1. Field of Invention
This invention relates to the determination of the degree of unbalance and the balancing of a rotating assembly such that the vibratory effect of having the center of rotating mass eccentric to the axis of rotation is minimized.
2. Related Art
It is necessary that the center of mass of rotating assembles are concentric with the axis of rotation for optimal performance of their respective functions. Any deviation from this concentricity will represent additional forces which must be borne by a given structure that supports the rotating assembly. These additional forces manifest themselves as vibration and can not only interfere or diminish the ability of the rotating object to perform its function but can also accelerate the fatigue life of all the interconnected components themselves e.g. bearings, gears, shafts, structural supports connected to the rotating assembly. In wind turbines, the increase in the degree of unbalance not only decreases the mechanical life of connected components but will also increase the necessary wind velocity required for the generation of power.
It is well known in the art to balance a rotating mass as a complete assembly. The art is generally limited to rotating masses which are sufficiently small in diameter, have sufficient speed, and can be measured without external forces such as those which are environmentally induced. Additionally, prior art relies on a vibratory response of the unbalance which could be either diminished or amplified by the supporting structure of the rotating assembly. Furthermore, in order for a corrective balance solution to be determined, prior art requires that a vibratory response is first known and then knowing the vibratory response of a known mass placed at a known location before a corrective balance solution is determined. The balancing solution becomes prescriptive only after the series of trial runs are performed. These vibratory responses are measured with displacement, velocity, or acceleration transducers, each with their respective limitations relative to machine configuration and machine angular velocity. Vibratory response will be exponentially proportional to product of the mass unbalance and the square of angular velocity. Low speed applications require specialized equipment to assess vibratory response, especially below 60 RPM where specialize instrumentation is required due to the decreased signal-to-noise ratio.
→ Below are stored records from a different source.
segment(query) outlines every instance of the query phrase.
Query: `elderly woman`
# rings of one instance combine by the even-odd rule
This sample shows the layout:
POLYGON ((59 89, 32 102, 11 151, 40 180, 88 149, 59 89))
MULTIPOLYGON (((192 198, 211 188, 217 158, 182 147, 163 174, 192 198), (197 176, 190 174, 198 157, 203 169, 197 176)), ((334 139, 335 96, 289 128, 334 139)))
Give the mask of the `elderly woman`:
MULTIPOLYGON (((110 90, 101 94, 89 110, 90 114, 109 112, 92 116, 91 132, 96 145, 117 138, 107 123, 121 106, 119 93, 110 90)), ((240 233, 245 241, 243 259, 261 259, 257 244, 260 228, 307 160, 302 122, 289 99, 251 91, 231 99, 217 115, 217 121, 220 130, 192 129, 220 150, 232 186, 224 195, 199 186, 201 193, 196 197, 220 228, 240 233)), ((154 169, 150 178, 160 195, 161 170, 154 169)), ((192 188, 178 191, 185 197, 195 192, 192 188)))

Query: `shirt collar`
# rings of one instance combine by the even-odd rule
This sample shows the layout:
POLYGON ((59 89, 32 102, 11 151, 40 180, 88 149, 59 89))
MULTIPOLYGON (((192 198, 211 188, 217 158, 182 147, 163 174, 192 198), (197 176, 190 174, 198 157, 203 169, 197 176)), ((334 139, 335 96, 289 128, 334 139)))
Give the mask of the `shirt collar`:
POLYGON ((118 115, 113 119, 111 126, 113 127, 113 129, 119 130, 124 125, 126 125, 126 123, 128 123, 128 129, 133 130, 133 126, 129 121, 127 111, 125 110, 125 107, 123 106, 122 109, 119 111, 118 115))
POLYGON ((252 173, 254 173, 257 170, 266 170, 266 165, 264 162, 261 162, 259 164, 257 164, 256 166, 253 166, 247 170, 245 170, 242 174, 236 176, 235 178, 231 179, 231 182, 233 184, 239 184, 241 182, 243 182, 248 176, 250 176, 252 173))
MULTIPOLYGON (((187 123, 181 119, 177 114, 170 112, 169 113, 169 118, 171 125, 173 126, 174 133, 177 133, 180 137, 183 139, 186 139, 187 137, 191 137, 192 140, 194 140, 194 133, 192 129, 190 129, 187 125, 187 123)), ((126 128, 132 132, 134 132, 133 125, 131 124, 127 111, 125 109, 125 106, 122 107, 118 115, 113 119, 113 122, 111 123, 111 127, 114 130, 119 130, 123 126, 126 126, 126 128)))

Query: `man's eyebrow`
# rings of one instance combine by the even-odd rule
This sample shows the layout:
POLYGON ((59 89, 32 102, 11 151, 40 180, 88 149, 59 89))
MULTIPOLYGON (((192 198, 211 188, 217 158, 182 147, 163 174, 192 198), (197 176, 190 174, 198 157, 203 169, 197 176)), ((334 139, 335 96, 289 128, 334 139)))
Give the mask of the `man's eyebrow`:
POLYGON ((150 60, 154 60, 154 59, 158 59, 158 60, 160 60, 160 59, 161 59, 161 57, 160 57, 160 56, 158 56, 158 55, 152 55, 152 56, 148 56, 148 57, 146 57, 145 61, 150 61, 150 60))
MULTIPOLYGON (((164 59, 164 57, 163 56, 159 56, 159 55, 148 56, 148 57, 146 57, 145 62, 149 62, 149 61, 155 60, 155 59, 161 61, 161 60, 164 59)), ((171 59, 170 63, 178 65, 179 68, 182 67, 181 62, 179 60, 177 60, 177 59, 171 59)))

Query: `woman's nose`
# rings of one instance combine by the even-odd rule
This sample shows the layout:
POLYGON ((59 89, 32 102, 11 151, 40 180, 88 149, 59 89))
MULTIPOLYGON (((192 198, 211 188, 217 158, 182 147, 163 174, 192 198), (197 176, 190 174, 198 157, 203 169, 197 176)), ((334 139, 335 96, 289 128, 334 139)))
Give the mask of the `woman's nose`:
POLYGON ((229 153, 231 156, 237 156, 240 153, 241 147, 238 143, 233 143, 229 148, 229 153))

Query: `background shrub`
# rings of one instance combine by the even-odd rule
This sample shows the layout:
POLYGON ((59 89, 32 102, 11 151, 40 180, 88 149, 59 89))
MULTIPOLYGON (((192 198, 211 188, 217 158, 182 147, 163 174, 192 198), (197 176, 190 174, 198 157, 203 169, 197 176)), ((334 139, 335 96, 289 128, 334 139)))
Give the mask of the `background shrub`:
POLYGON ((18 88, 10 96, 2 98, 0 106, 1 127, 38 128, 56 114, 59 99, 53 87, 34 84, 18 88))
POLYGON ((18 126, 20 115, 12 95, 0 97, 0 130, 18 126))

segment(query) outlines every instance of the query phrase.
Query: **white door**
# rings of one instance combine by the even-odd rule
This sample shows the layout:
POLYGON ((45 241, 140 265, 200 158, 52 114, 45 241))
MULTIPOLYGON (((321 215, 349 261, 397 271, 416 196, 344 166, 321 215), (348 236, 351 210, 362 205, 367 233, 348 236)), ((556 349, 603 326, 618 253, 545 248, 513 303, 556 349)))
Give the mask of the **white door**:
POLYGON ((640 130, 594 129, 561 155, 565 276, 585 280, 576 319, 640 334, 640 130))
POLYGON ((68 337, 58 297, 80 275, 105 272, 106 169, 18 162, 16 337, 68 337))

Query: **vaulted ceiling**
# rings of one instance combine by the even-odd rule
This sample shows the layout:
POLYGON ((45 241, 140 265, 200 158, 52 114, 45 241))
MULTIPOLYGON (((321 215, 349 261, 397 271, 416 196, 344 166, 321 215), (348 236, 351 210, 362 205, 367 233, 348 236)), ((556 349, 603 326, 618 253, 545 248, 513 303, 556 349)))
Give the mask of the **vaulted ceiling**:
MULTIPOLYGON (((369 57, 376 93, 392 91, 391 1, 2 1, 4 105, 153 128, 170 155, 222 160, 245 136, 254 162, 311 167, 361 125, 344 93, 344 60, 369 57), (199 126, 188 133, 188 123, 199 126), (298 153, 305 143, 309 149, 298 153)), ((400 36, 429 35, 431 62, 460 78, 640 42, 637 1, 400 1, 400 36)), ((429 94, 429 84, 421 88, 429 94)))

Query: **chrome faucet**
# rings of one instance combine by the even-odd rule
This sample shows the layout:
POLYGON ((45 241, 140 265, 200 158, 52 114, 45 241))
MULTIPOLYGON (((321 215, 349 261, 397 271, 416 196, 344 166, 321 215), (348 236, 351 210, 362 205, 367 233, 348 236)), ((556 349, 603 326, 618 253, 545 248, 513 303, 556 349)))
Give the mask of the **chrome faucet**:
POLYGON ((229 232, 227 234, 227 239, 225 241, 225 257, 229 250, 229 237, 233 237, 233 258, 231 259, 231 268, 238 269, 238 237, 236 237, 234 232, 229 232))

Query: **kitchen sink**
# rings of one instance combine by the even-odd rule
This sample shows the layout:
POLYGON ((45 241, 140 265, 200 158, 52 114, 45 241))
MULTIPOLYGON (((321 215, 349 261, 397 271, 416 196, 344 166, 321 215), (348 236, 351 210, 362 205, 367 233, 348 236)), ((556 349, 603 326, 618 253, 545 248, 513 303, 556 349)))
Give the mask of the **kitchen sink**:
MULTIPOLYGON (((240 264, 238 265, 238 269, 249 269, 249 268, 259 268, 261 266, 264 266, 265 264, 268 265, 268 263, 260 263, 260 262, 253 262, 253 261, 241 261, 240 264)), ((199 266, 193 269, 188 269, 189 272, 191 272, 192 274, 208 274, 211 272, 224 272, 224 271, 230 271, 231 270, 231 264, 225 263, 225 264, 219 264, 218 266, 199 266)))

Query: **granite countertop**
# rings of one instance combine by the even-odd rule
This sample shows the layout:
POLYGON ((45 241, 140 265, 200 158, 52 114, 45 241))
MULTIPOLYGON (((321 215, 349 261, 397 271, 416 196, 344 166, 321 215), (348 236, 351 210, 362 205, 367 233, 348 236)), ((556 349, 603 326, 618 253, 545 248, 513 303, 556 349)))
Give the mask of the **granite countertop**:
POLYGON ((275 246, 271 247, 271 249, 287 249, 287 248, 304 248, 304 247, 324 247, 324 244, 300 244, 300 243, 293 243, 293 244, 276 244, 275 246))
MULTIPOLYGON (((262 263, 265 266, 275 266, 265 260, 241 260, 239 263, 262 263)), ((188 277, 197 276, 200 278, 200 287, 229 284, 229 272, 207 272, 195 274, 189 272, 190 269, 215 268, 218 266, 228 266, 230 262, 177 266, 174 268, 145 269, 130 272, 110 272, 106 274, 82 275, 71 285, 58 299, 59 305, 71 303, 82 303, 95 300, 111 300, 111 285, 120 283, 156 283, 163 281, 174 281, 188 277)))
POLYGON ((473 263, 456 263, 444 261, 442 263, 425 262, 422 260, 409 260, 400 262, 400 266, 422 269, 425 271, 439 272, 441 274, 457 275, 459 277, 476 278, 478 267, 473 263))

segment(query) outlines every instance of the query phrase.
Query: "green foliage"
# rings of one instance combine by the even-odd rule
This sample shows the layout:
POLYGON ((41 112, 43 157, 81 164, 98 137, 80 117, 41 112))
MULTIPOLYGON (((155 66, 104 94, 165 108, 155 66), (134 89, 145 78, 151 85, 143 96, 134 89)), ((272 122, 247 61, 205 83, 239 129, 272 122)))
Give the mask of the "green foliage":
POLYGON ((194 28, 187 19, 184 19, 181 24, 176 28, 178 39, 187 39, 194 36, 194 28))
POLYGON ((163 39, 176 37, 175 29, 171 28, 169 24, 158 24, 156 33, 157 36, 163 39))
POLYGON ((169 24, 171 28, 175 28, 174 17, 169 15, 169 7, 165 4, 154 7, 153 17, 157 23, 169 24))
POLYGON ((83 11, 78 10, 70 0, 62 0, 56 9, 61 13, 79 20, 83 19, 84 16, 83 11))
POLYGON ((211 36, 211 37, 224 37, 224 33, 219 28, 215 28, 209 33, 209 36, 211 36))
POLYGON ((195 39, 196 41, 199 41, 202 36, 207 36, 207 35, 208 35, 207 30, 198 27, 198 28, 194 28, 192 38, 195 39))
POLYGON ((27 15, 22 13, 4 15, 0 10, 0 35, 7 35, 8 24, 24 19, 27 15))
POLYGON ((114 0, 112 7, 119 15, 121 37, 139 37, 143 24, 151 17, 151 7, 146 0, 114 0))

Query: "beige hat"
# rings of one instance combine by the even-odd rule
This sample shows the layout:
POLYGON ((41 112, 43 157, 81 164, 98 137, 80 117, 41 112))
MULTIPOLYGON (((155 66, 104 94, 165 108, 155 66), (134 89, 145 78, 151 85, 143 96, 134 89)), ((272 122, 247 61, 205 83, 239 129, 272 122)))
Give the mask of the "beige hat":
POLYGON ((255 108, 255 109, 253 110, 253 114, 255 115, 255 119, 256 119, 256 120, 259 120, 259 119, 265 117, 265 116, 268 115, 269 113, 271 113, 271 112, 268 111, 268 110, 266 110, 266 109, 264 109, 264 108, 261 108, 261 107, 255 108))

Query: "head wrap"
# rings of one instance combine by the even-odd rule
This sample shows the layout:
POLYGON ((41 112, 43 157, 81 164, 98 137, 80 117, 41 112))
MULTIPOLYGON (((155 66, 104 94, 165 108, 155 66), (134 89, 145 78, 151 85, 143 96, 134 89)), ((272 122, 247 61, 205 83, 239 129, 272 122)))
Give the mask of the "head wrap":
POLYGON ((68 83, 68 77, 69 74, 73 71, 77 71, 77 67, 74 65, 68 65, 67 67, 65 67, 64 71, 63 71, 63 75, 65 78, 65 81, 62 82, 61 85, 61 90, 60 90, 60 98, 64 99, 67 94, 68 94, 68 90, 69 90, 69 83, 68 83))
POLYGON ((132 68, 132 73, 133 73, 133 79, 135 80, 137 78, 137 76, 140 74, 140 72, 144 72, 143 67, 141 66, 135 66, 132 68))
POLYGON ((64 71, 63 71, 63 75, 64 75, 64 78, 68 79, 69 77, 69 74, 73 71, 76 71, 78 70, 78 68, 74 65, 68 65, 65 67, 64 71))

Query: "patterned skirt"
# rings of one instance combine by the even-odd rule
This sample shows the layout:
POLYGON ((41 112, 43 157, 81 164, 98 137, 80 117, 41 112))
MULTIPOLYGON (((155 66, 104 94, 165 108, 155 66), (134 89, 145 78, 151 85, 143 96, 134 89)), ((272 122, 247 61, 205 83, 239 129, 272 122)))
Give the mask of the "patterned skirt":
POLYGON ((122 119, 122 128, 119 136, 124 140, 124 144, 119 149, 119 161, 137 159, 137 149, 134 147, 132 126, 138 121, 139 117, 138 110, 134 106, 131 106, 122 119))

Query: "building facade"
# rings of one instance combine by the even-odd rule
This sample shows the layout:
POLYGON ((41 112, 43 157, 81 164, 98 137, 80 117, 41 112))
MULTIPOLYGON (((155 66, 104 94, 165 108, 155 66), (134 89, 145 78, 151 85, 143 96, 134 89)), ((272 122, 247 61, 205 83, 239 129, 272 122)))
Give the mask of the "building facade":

U.S. Pat. No. 5,140,856 to Larson (1992) teaches one method of a balancing a complete assembly whose parameters fall outside of the well known art which requires the use of fixtures, specialized equipment and associated skill set, and personnel to perform the process at great heights and in proximity to rotating equipment. The method is time consuming and also extremely subject to environmental influences such as wind which will thereby affect the accuracy of the results. This method relies on not only upon the vibratory response of the unbalance upon the structure but requires the installation of a known mass at a known location to determine the location and magnitude of the unbalanced force prior to the determination of a corrective balance solution.
It is desirable to have a novel method and apparatus to determine the degree of unbalance on a rotating assembly which has a non-vertical axis of rotation that provides a simple, practical, prescriptive, and economical means to assess the severity of the condition and is independent of the structure's vibratory response to the unbalance. Additionally, any improvement in reducing the risk to personnel, minimizing the level of skill, reducing the time required for correction, as well as being able to provide a means to quickly assess the severity of a population of assets in this class is highly desirable. It is also desirable to have a method to provide for a corrective balance solution which is not influenced by the supporting structure and is prescriptive without the need for a trial and discovery process.